Bug #36759 MySQL Cluster Node Failure
Submitted: 16 May 2008 15:00 Modified: 16 Jun 2008 15:13
Reporter: Riyaaz Domingo Email Updates:
Status: No Feedback Impact on me:
None 
Category:MySQL Cluster: Cluster (NDB) storage engine Severity:S1 (Critical)
Version:5.1.24 OS:Other (Debian)
Assigned to: CPU Architecture:Any

[16 May 2008 15:00] Riyaaz Domingo
Description:

When re-introdcuing a second node back into a two node cluster, the failure of the second node resulted in the first node crashing. I have extracted the log data from both the ndb log as well as the management node log.

2008-05-16 15:32:10 [MgmSrvr] INFO     -- Node 2: Node 3 is WAIT_LCP including in LCP
2008-05-16 15:38:09 [MgmSrvr] ALERT    -- Node 1: Node 3 Disconnected
2008-05-16 15:38:09 [MgmSrvr] ALERT    -- Node 2: Node 3 Disconnected
2008-05-16 15:38:09 [MgmSrvr] INFO     -- Node 2: Communication to Node 3 closed
2008-05-16 15:38:09 [MgmSrvr] ALERT    -- Node 2: Network partitioning - arbitration required
2008-05-16 15:38:09 [MgmSrvr] INFO     -- Node 2: President restarts arbitration thread [state=7]
2008-05-16 15:38:10 [MgmSrvr] ALERT    -- Node 2: Arbitration won - positive reply from node 1
2008-05-16 15:38:10 [MgmSrvr] INFO     -- Node 2: DICT: remove lock by failed node 3 for NodeRestart
2008-05-16 15:38:10 [MgmSrvr] INFO     -- Node 2: DICT: lock bs: 0 ops: 0 poll: 0 cnt: 0 queue:
2008-05-16 15:38:11 [MgmSrvr] INFO     -- Node 2: Started arbitrator node 1 [ticket=63430029f1f3b40a]
2008-05-16 15:39:15 [MgmSrvr] WARNING  -- Node 2: Failure handling of node 3 has not completed in 1 min. - state = 3
2008-05-16 15:40:20 [MgmSrvr] WARNING  -- Node 2: Failure handling of node 3 has not completed in 2 min. - state = 3
2008-05-16 15:41:26 [MgmSrvr] WARNING  -- Node 2: Failure handling of node 3 has not completed in 3 min. - state = 3
2008-05-16 15:42:08 [MgmSrvr] INFO     -- Node 2: Communication to Node 3 opened
2008-05-16 15:43:49 [MgmSrvr] ALERT    -- Node 2: Node 4 Disconnected
2008-05-16 15:43:49 [MgmSrvr] INFO     -- Node 2: Communication to Node 4 closed
2008-05-16 15:43:53 [MgmSrvr] INFO     -- Node 2: Communication to Node 4 opened
2008-05-16 15:43:54 [MgmSrvr] INFO     -- Mgmt server state: nodeid 4 reserved for ip 10.178.110.206, m_reserved_nodes 0000000000000012.
2008-05-16 15:43:54 [MgmSrvr] INFO     -- Node 4: mysqld --server-id=0
2008-05-16 15:43:55 [MgmSrvr] INFO     -- Node 2: Node 4 Connected
2008-05-16 15:43:55 [MgmSrvr] INFO     -- Node 2: Node 4: API version 5.1.24
2008-05-16 15:44:00 [MgmSrvr] ALERT    -- Node 1: Node 2 Disconnected
2008-05-16 15:44:03 [MgmSrvr] ALERT    -- Node 2: Forced node shutdown completed. Caused by error 2341: 'Internal program error (failed ndbrequire)(Internal error, programming error or missing error message, please report a bug). Temporary error, restart node'.

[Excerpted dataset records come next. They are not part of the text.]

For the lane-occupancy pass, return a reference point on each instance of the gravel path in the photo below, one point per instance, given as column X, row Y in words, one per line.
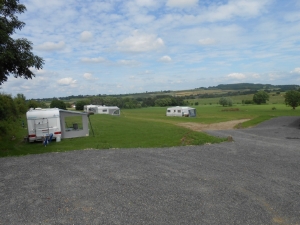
column 253, row 180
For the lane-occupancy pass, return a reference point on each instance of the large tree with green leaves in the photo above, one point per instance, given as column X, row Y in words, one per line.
column 56, row 103
column 292, row 98
column 16, row 57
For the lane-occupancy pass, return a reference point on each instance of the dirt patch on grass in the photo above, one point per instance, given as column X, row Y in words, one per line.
column 213, row 126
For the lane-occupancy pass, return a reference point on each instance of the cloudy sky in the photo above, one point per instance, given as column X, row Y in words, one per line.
column 129, row 46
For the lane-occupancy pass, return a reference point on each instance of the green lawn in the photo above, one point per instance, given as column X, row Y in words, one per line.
column 145, row 127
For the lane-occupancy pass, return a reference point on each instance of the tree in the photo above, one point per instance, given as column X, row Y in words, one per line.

Please advise if you require any other information regarding the hardware, os or additional log information. For now i have only started the cluster with teh working data node.

Regards,

How to repeat:
I tried this on test and it worked fine, however i cannot replicate it again on out production setup as this will cause a service impact.
[16 May 2008 15:13] Hartmut Holzgraefe
Can you provide your config.ini and the log files from the data nodes, too?

(ndb_*_out.log, ndb_*_error.log, ndb_*_trace.log*)
[16 Jun 2008 23:00] Bugs System
No feedback was provided for this bug for over a month, so it is
being suspended automatically. If you are able to provide the
information that was originally requested, please do so and change
the status of the bug back to "Open".